The current cost flow is:

  1. Build a BudgetEvaluationContext.
  2. Call estimate_and_enforce(ctx) before the LLM request.
  3. Make the LLM call.
  4. Call record_actual(ctx, actual_input_tokens=..., actual_output_tokens=...) after the response.

Example:

from agenticapi import BudgetPolicy, PricingRegistry
from agenticapi.harness.policy.budget_policy import BudgetEvaluationContext

pricing = PricingRegistry.default()
budget = BudgetPolicy(
    pricing=pricing,
    max_per_request_usd=0.05,
    max_per_session_usd=1.00,
)

ctx = BudgetEvaluationContext(
    endpoint_name="chat.ask",
    session_id="alice-001",
    user_id="alice",
    model="mock",
    input_tokens=120,
    max_output_tokens=256,
)

budget.estimate_and_enforce(ctx)
# response = await llm.generate(prompt)
# budget.record_actual(
#     ctx,
#     actual_input_tokens=response.usage.input_tokens,
#     actual_output_tokens=response.usage.output_tokens,
# )

Important nuance:

  • estimate_and_enforce(...) checks projected spend using current recorded totals plus a worst-case estimate.
  • It does not reserve the estimate in the store.
  • record_actual(...) appends actual spend after the call returns.

Exceptions

Budget violations raise BudgetExceeded, which maps to HTTP 402.

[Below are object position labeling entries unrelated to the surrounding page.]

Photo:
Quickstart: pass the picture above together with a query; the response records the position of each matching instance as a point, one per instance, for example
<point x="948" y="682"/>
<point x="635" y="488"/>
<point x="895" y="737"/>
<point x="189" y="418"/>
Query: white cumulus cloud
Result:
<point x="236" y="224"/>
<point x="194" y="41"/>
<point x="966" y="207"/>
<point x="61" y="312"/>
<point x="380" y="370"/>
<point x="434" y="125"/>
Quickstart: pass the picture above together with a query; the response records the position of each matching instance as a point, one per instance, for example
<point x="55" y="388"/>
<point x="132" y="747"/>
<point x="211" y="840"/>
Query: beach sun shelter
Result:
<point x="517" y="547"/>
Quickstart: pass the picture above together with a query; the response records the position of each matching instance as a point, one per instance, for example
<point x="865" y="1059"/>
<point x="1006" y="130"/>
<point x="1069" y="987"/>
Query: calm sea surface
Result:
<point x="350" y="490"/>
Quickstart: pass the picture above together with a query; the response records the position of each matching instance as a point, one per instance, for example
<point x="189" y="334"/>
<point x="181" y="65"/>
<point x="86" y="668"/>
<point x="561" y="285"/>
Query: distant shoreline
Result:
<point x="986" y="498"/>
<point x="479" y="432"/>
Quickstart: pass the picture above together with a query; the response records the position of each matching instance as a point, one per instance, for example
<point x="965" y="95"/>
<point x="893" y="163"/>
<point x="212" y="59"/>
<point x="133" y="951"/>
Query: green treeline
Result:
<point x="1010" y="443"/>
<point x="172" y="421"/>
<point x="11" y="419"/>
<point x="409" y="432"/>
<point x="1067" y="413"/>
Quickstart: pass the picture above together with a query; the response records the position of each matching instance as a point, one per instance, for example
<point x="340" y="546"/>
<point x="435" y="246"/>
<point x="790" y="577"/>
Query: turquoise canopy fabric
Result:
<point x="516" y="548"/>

The current scope values used by the implementation are:

  • "request"
  • "session"
  • "user_per_day"
  • "endpoint_per_day"

Observability

The metrics helper record_budget_block(scope=...) exists, but budget metrics are not emitted automatically from every path yet. New budget-aware flows should record budget blocks explicitly.

Tests And Example

Reference points in the current tree:

  • tests/unit/harness/policy/test_budget_policy.py
  • examples/15_budget_policy/app.py

The example is the best source for how to integrate BudgetPolicy today because it shows the explicit call pattern the stock request path does not yet provide automatically.